= Édith Girard =

French architect

Édith Girard (1949 – 6 September 2014) was a French architect who in particular designed a number of apartment buildings in the Paris area.

==Biography==
Girard was born and lived in Paris. Girard's main developments include apartment buildings in the 13th and 19th arrondissements of Paris and in the Aunettes district of Évry in the southern suburbs. She also designed the Cité de Kerigonan in Brest.
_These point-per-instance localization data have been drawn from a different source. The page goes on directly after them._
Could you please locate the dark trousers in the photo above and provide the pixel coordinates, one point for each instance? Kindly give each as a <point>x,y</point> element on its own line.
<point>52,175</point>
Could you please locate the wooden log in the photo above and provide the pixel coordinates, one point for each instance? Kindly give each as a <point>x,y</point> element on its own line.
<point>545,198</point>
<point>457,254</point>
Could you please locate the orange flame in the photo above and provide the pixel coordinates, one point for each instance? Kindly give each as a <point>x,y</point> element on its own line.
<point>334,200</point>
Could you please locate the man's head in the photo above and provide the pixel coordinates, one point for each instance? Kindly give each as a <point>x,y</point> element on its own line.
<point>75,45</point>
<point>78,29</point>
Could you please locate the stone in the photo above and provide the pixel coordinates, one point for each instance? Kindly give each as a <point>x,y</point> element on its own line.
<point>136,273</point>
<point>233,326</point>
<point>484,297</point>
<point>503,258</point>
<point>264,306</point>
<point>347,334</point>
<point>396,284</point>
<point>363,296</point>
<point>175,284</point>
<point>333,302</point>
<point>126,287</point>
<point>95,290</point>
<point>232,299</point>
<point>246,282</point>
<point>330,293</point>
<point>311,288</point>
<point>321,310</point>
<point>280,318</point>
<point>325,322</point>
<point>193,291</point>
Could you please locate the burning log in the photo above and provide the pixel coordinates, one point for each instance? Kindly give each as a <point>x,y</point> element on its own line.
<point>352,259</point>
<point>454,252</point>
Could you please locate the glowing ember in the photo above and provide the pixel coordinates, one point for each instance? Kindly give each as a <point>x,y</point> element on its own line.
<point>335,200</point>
Girard taught at the Paris-Belleville School of Architecture.

==Selected works==
Among Edith Girard's social housing developments are:
- 227 PLA housing units in the îlot Carnot, Stains (completed 1984)
- 111 PLI housing units, quai de Loire, Paris – Awarded the "Equerre d'argent" (1985)
- 107 PLA housing units in the Aunettes development in Évry (1987)
- 82 PLA housing units and 5 artists' studios in the Rue du Chevaleret, Paris (1990)
- 128 PLA housing units in the Kerigonan quarter, Brest (1990)
- 120 PLA housing units in the îlot Carnot, Stains (1992).
- 62 PLA housing units in the Hautes-Bruyères ZAC development, Villejuif (1993)
- 35 PLI housing units in the Rue de Flandre, Paris (1993)
- 72 PLI housing units in the Rue des Vignoles, Paris (1994)
- 20 housing units in The Hague, Netherlands (1997)
- 94 PLA housing units in Vitry-sur-Seine – Housing Award (1999)
- Conversion of an office building into 41 housing units in the Rue de Turenne, Paris (1999)
- 24 artists' studios in Saint-Ouen (2000)
- 48 PLA housing units in Villejuif (2000)
- 36 PLA housing units in the Malassis quarter, Bagnolet (2001).